Rather than a ticky-tacky housing development complete with a totalitarian "homeowner association".  We mow our lawn because we choose to do so, not because we're cited - and at the same time we endured our neighbor's violently hued turquoise four-plex complete with crack-heads for several years until they burned half their place down one night due to sub-par chemistry skills.  Fortunately they didn't burn our place down as well, or we'd have been extremely pissed off. 

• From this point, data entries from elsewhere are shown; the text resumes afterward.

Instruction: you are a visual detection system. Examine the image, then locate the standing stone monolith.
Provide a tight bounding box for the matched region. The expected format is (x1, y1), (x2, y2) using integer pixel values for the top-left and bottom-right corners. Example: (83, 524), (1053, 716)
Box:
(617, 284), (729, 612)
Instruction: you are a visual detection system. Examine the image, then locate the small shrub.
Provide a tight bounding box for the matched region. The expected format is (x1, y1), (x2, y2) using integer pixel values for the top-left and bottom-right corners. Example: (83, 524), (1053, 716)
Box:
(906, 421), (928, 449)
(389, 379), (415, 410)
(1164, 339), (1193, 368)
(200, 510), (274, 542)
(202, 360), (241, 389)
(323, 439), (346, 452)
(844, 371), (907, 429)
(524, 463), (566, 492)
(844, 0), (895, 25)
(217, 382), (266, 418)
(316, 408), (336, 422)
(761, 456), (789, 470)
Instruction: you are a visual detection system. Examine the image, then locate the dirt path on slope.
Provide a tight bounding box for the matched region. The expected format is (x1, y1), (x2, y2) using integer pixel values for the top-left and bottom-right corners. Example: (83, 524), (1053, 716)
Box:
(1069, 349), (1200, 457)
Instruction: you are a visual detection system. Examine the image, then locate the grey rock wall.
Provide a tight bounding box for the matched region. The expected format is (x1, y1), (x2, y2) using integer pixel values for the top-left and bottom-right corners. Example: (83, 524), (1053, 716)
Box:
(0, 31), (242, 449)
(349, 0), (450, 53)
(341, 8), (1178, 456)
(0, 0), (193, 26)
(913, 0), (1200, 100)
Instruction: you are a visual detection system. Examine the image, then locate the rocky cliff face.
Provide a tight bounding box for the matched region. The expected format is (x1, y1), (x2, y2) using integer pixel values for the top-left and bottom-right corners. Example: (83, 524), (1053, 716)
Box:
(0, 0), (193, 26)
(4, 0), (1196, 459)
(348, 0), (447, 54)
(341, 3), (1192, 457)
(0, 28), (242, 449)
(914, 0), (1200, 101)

My point is that I'm all for Life, Liberty and Live and Let Live until someone impedes my ability to enjoy my life, my safety and my pursuit of happiness.  Is it possible that all the traffic and gawking presented safety risks to people's kids, pets, or property around Snowzilla's owner's home?  Sounds like it.  I support the theory of doing whatever you want on your own property right up until that practice oversteps the boundaries of your yard into mine.  This is why good fences make good neighbors.  I'm on the side of either getting all the neighbors to buy in on the project or putting Snowzilla behind a big fence, upload the photos to the Intertubes, and rock on. If it's too late to do either, oh well. Accept and move on.

This is ridiculous

A person can't have a giant snowman because it's a traffic hazard? I'm guessing that means that people slow down their cars to look at it. Definitely the fault of the guy who built it.

The idea of a 2-story snowman is wonderful, and I think it's great that an Alaskan put so much work into it, and, well, it's a shame that some of us have suppressed our inner child enough to make a formal citation against this.

Agreed

What's next? Maybe they'll just start banning everything that could generate tourism in their town... lol

Since my screen name is from a rampaging robot.....

I want Snowzilla to live again!!!!

government is best when it's closest to the people...

I'm sorry, you were saying?

*chuckles*

Hey, I wasn't the one saying that! I think there are stupid people at all levels of government! :)

To be fair though, at lower levels, stupid decisions affect less people. If Congress got wind snowmen over 10 feet tall would be outlawed, unless you could get a waiver. And any snowmen over 8 feet tall would require copious amounts of paperwork. :D

I know that!

though I really should learn to look at the author before poking fun! ;-)

Snowzilla is awesome!

Indeed he is!

As a transplanted New Englander, it's nice to see SOME people enjoying snow. We don't get much here in Biloxi. (That crazy snowstorm JUST missed us.)

I love snow!

Can't stand summer.

I think it has something to do with the no air conditioning as a kid...

I feel sad for you in Biloxi. The south is a truly horrible place to live, in terms of climate. So Humid! So Mouldy!

p.s. seersucker is a great fabric that the South invented because most suits got too sweaty down there.

Don't wear many suits in my line of work!

Just ABUs (airman battle uniforms).

I grew up in Lynn, MA and Alton, NH. I'm hoping my next assignment will be somewhere north of this one.